AUGUST, OR OCTOBER? A strong upper high will remain the big player in Alabama weather for the next five to seven days, meaning little change in our weather through the weekend. Temperatures will be about 10 degrees above average during the afternoon hours, with highs in the 87- to 90-degree range. Look for mostly sunny days, fair nights and few, if any, showers. The chance of any one spot getting wet each afternoon is only in the 5 to 10 percent range, not really high enough to mention in our formal forecast.
FOOTBALL WEATHER: For high school games across the state Friday night, the sky will be clear with temperatures falling through the 70s.
Alabama travels to Fayetteville to take on Arkansas Saturday morning (11 a.m. kickoff). The sky will be occasionally cloudy, and a passing shower or thunderstorm is possible during the game. Temperatures will hover in the mid to upper 70s.
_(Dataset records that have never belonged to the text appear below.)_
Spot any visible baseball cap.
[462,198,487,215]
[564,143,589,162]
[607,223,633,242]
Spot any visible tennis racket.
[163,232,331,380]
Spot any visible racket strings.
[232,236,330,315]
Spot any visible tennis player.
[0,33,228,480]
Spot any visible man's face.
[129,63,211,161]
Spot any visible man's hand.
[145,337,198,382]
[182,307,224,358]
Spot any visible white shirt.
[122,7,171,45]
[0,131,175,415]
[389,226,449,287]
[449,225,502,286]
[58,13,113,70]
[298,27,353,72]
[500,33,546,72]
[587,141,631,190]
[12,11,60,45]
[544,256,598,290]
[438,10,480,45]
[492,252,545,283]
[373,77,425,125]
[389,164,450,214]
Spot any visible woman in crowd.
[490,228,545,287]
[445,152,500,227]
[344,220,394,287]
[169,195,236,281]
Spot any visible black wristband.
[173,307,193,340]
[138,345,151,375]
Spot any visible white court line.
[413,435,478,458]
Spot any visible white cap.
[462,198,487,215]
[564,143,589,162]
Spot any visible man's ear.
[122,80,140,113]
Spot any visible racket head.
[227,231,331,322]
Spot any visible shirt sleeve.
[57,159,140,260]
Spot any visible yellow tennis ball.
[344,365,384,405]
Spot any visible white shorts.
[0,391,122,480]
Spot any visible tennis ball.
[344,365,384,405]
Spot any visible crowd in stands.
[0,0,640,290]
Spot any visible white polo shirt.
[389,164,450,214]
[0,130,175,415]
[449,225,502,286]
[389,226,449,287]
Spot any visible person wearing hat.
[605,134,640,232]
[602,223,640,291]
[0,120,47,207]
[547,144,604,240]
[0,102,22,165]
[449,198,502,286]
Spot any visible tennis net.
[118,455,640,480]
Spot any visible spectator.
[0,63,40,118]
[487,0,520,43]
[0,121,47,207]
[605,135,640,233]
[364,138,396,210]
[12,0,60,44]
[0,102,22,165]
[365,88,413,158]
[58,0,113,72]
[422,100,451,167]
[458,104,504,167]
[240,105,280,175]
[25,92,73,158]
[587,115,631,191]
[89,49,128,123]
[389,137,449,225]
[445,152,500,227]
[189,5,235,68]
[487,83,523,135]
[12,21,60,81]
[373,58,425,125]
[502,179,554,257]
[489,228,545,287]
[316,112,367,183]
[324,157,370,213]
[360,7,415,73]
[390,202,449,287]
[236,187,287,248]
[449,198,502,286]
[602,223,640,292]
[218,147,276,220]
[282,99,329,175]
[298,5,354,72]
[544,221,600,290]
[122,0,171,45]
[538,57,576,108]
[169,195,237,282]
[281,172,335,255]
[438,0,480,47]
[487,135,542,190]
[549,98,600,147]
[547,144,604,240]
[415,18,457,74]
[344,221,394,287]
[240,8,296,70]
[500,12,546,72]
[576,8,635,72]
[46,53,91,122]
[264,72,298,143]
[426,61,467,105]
Auburn will be on the road as well, playing Mississippi State in Starkville Saturday evening (6:30 p.m. kickoff). The sky will be mostly fair with temperatures falling from the low 80s at kickoff into the mid 70s by the final whistle.
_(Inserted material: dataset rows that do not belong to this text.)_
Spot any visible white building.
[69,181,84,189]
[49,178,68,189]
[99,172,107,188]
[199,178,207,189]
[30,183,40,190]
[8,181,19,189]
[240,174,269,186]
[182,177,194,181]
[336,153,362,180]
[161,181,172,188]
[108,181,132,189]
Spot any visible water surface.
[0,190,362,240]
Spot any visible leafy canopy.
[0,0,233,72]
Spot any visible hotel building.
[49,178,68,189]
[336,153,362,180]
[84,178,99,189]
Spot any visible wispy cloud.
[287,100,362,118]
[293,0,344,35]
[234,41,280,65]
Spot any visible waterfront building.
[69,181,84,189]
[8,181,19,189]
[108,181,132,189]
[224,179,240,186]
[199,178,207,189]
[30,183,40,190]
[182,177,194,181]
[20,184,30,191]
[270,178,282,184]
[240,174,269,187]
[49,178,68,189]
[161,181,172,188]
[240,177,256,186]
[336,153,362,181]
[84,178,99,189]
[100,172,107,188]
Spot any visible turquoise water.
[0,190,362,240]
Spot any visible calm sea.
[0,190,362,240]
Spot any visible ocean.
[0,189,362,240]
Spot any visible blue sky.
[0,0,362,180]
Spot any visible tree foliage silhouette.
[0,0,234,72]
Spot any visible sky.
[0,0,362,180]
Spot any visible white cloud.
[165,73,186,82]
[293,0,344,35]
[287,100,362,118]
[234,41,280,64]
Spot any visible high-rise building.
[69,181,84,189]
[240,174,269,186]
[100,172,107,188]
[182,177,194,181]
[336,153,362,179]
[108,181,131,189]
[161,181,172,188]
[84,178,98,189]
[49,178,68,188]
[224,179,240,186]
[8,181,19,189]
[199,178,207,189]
UAB will host Louisiana Tech Saturday evening (6 p.m. kickoff) at Legion Field in Birmingham. Expect a clear sky with temperatures falling from the mid 80s at kickoff into the mid 70s by the final whistle.
NEXT WEEK: A high-amplitude pattern will be the story, with a cold, unsettled upper trough in the western states and the warm ridge continuing over the east. For Alabama, it still looks warm and mostly dry with highs in the mid 80s and only isolated showers at best.
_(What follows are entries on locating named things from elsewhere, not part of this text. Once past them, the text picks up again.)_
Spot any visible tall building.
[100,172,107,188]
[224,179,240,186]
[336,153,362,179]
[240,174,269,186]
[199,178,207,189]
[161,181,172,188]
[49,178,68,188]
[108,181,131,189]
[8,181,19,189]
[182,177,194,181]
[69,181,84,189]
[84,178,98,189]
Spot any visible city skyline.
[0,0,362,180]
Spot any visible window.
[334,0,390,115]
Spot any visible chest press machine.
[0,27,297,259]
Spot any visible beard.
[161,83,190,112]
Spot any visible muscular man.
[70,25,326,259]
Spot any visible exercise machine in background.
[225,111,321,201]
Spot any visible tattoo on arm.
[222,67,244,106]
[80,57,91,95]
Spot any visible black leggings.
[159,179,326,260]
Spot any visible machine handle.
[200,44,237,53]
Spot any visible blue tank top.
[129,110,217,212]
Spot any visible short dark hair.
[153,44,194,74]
TROPICS: Hurricane Leslie is in the middle of the Atlantic, far from land. It will drift north, and then turn east later this week as it begins to weaken. A disturbance in the southwest Caribbean has a 30 percent chance of development over the next five days as it drifts northward.
ON THIS DATE IN 2002: Hurricane Lili made landfall on the Louisiana coast at category one strength; at one point it was a category four storm over the Gulf of Mexico. Lili caused extensive damage through the Caribbean, particularly to crops and poorly built homes. Mudslides were common on the more mountainous islands, particularly Haiti and Jamaica. In the United States, the storm cut off the production of oil within the Gulf of Mexico, and caused severe damage in parts of Louisiana. Total damage amounted to $925 million, and the storm killed 15 people during its existence.